Maximizing Mobile
While the idea of scanning a bar code with your phone may seem like something straight out of the film “Minority Report,” the concept is closer to wide-spread adoption than you might think. Retailers throughout the world are finding ways to leverage the power of cell phones to increase sales, generate loyalty and improve customer convenience.
A quick glance at the numbers shows why mobile mania makes sense. After all, there are 260 million cell phones in the United States, compared with fewer than 100 million credit cards. Cell phones have become a part of our identity, while wallets just take up space in our pockets and purses.
Tom Parker from San Francisco’s Bay Area Rapid Transit spoke last month at NRFtech about results from a trial that allowed participants to pay for their rides with cell phones. System-wide adoption of mobile payments would have a tremendous impact on overhead costs, Parker said: After all, it costs 6 cents to process every dollar bill that BART takes in. There was no doubt that mobile payments would be more economical.
And minimizing overhead costs wasn’t the only goal: Jack in the Box used the BART trial to drive traffic. Trial participants could use their phones on nearby “smart ads” to find the closest Jack in the Box location and download a special coupon, then pay for their meals with their phones.

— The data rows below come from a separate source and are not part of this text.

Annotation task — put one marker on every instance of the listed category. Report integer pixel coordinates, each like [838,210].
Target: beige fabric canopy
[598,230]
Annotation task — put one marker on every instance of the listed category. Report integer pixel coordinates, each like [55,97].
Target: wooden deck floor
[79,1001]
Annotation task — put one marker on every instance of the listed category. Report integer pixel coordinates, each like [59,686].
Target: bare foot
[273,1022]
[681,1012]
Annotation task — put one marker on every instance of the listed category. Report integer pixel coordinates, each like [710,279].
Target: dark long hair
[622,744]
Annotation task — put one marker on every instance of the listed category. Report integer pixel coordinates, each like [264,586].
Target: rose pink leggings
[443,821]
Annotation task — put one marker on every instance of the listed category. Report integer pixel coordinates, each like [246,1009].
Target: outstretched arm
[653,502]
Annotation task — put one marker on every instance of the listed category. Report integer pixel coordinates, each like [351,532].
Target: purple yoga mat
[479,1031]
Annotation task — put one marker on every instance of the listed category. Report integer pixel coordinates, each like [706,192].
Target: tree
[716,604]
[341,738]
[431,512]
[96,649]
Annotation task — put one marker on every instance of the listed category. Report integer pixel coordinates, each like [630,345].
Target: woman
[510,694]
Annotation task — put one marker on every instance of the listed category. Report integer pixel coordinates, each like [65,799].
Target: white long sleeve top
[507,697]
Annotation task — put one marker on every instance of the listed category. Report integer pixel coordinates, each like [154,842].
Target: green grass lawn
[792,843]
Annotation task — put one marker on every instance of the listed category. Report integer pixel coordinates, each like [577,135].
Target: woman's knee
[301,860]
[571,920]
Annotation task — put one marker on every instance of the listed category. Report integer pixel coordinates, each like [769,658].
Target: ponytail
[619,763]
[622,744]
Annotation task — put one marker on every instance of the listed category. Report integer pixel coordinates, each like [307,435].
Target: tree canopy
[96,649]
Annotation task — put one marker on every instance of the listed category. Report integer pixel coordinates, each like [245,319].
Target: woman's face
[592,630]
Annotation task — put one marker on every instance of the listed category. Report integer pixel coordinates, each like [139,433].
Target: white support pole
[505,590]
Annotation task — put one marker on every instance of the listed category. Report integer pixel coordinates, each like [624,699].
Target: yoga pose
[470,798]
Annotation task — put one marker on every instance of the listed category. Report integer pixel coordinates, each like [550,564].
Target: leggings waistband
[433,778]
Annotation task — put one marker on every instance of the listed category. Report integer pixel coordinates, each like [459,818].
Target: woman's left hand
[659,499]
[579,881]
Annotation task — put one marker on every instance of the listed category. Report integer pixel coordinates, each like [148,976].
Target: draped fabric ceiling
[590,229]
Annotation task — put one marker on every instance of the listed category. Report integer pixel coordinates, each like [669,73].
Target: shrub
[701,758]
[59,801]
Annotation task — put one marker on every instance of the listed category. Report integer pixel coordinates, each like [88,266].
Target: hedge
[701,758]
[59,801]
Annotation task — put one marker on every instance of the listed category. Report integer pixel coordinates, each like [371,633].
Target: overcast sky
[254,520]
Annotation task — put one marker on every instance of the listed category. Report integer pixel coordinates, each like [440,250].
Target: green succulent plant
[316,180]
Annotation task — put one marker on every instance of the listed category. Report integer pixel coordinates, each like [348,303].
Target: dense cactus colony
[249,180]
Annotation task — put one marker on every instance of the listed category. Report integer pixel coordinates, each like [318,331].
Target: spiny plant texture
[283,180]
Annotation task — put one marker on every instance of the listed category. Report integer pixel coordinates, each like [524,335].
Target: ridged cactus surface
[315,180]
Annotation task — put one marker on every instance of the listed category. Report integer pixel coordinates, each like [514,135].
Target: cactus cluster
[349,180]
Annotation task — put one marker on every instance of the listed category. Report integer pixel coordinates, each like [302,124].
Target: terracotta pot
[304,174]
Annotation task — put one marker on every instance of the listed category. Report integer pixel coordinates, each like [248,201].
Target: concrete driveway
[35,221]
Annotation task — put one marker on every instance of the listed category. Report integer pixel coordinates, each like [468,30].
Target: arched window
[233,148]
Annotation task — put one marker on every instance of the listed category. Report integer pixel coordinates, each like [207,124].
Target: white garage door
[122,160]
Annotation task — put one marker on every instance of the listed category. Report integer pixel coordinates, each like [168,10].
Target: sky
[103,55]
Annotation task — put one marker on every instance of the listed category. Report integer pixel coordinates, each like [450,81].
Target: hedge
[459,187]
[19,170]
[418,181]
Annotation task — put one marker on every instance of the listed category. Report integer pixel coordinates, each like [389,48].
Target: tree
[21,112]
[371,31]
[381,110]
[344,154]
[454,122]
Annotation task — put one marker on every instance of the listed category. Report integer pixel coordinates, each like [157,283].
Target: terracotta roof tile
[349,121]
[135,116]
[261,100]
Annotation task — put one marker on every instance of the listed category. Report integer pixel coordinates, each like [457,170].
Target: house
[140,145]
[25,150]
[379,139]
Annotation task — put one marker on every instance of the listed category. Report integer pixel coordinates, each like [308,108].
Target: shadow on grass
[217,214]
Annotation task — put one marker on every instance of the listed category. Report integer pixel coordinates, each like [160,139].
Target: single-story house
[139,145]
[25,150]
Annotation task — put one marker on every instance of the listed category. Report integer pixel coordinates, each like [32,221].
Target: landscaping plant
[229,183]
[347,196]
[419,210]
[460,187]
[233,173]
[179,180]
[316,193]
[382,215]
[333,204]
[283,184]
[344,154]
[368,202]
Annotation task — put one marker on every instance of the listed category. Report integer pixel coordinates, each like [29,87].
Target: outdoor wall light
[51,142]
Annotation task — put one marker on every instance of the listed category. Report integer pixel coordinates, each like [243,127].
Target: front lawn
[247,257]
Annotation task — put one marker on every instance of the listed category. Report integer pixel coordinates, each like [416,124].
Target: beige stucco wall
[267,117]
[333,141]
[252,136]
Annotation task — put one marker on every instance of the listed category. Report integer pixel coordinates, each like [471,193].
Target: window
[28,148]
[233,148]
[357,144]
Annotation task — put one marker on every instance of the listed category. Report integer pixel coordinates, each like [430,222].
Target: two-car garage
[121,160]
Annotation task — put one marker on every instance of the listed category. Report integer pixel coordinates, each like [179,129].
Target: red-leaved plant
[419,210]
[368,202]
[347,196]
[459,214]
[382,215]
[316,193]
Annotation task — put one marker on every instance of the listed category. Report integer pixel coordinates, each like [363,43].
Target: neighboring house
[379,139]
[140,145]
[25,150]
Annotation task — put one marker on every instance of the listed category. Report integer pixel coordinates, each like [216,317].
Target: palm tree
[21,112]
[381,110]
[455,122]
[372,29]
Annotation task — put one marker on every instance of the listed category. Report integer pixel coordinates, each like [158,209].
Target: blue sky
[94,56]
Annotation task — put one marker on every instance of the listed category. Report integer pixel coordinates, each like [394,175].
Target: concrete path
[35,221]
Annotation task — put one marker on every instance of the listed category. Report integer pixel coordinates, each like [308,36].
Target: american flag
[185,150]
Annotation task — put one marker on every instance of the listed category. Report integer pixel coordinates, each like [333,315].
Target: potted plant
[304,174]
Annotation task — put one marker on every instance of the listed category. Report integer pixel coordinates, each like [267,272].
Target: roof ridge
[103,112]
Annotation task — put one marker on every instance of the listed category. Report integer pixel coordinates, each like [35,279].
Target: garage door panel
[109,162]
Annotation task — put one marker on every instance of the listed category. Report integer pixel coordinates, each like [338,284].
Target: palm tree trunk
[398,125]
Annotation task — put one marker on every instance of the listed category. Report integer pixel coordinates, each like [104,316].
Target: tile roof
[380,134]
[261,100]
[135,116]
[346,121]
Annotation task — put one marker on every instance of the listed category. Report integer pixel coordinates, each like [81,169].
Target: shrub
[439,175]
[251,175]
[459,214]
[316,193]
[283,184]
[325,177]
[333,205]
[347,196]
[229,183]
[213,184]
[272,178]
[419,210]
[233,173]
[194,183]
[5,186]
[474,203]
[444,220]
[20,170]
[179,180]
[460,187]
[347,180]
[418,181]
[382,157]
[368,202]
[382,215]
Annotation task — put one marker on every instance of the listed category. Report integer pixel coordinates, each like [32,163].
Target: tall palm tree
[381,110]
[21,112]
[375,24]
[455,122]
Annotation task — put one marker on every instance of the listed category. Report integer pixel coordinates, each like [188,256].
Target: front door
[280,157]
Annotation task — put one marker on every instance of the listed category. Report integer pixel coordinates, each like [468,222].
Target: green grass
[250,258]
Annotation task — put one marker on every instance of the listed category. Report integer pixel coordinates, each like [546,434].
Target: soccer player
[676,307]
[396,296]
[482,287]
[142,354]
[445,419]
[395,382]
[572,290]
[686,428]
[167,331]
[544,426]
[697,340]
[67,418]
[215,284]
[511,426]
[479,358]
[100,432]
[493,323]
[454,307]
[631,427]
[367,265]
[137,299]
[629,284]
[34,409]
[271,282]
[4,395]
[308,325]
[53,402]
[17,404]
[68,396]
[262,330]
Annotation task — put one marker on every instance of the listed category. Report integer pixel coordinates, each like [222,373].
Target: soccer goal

Other retailers are rolling out the concept nationally. Last month, Polo Ralph Lauren announced that customers will soon be able to scan codes from print ads and storefront windows to be directed to a new mobile commerce site.
While these announcements are making news in the United States, the craze has already caught on in other parts of the world. In Japan, it’s not unusual to see people buying train tickets or vending machine products with their phones. And in the U.K., nearly half of mobile users have researched a product or service with their phones, while one in five has made a purchase with it.
U.S. consumers haven’t yet shown this same level of desire to embrace the mobile movement. As a result, the burden is on retailers and manufacturers to demonstrate the advantages, the airtight security and the ease of mobile payments.
There is another hurdle, too. While mobile may represent the next best thing for technology leaders, it can be challenging to convince others that its benefits outweigh the costs. At NRFtech, Kroger chief technology officer Jim Scott cautioned that the best way to sell the value of mobile payments is to focus on how it would improve the customer experience, not on how it could solve myriad technological issues.
For many large retailers, making the leap into mobile would require considerable investment, a solid database and a strong commitment from the top. But if we’ve learned anything from “Minority Report,” we should know not to dismiss the idea too quickly.